Using molecular techniques, the researchers found that the Drosophila paternal effect gene they were characterising was only present in the melanogaster sub-group of fruit fly, but its progenitor, or ancestor, was present in all of the different sub-groups.
Using statistical information about the rate at which genes evolve, the researchers worked out that the gene was only about 1-2 million years old, and much younger than the majority of the genes in the remainder of the fruit fly genome.
This finding, that an essential gene has a relatively recent origin, overturns the conventional notion that genes with vital functions must have been created a long time ago, but raises important questions about why and how this particular gene evolved.
“This discovery really changes our concept of how new gene function can evolve, which is a major issue for evolutionary biology,” said Dr Tim Karr from the University of Bath, who made the discovery with colleagues in the Centre de Genetique Moleculaire et Cellulaire in France and the University of Chicago.
“It is remarkable to think that through a range of random, naturally-occurring genetic changes over a few million years, a new essential gene has evolved. Obviously other species of fruit fly don't need this gene but they may have other genes that serve a similar function. At first the gene may have conveyed some as yet unknown benefit that eventually became essential during the course of evolution. It could even have been involved in the early processes leading to speciation of this group of fruit flies,” said Dr Karr.

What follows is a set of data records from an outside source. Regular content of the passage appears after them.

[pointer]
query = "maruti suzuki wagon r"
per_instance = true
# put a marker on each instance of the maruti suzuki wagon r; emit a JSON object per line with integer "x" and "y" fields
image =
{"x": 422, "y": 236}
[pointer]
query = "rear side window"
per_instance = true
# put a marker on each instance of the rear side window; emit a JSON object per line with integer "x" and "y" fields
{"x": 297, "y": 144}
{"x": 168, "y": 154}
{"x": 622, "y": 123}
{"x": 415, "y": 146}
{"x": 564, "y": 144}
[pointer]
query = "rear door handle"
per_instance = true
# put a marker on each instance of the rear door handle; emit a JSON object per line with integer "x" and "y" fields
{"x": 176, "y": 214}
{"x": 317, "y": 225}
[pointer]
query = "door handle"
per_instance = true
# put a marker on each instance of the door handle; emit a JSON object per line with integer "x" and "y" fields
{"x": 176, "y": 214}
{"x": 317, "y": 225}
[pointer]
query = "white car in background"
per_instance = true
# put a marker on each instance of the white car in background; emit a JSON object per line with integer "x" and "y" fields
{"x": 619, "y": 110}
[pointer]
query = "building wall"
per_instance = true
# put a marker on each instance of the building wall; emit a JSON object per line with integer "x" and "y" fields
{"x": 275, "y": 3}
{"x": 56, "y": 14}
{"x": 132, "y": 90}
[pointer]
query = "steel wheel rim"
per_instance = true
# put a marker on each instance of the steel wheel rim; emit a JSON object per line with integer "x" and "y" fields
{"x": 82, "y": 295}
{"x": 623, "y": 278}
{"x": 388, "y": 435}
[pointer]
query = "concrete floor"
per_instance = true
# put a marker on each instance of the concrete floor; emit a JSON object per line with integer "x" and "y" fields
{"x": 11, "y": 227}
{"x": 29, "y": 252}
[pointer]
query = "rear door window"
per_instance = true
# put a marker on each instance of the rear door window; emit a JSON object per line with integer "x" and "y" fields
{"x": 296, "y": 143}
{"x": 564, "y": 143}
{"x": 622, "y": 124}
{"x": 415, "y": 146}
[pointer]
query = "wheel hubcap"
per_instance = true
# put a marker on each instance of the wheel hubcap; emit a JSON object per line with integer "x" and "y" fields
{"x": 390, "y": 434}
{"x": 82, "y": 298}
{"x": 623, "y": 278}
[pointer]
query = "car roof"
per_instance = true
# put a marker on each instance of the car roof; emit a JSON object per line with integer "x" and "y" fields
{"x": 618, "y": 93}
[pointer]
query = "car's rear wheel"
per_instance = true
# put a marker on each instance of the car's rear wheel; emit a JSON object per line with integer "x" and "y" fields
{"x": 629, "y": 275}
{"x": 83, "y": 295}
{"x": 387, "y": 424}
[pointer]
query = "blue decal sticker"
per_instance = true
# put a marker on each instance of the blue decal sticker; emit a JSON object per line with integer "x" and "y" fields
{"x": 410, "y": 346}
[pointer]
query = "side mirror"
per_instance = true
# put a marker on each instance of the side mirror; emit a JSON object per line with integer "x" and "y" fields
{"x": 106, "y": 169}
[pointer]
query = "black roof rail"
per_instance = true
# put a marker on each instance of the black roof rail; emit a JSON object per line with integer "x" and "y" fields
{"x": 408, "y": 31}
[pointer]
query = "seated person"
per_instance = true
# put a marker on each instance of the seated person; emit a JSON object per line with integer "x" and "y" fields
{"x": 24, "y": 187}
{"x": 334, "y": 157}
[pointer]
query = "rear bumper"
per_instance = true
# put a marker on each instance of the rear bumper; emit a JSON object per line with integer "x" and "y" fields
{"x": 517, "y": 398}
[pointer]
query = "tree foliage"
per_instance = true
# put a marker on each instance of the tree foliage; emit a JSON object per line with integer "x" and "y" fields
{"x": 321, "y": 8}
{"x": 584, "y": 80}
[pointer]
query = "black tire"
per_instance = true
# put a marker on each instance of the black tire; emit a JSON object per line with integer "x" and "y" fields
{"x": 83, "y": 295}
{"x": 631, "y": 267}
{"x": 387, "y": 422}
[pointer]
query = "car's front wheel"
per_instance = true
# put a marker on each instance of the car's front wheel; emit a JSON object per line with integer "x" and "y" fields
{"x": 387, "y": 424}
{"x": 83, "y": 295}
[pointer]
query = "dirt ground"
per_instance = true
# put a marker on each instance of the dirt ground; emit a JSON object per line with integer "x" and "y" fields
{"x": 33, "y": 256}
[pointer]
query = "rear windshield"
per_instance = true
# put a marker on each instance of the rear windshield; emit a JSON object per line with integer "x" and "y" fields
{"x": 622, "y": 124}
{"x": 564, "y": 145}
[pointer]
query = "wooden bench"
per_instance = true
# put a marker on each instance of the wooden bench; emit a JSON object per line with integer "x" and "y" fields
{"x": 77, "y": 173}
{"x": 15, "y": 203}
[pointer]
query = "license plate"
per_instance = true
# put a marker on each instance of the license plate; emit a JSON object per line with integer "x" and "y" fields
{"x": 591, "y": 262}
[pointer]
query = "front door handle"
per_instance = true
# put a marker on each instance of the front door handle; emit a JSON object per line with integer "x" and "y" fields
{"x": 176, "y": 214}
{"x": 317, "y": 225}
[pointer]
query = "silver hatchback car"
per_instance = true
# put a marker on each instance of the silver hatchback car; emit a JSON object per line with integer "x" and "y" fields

Dr Steve Dorus from the University of Chicago, who collaborated on the project, will be joining the Karr laboratory at the University of Bath this month to continue studies on this, and other paternal genes.
“The fact that this essential, newly-evolved gene is a male factor that is required for successful embryo development after fertilisation makes it all the more interesting. Paternal effect genes have only recently become the subject of scientific investigation, and the genetic characterisation of this gene will help further investigations in this area,” said Dr Karr.
“I would be very surprised if there were not more examples of paternal effect genes spread throughout the animal kingdom. Because we know so much about the relatively simple genetic makeup of the fruit fly, it is yet another example of where Drosophila can help us understand important genetic processes throughout the animal kingdom, including humans.”
The research was funded by the Royal Society.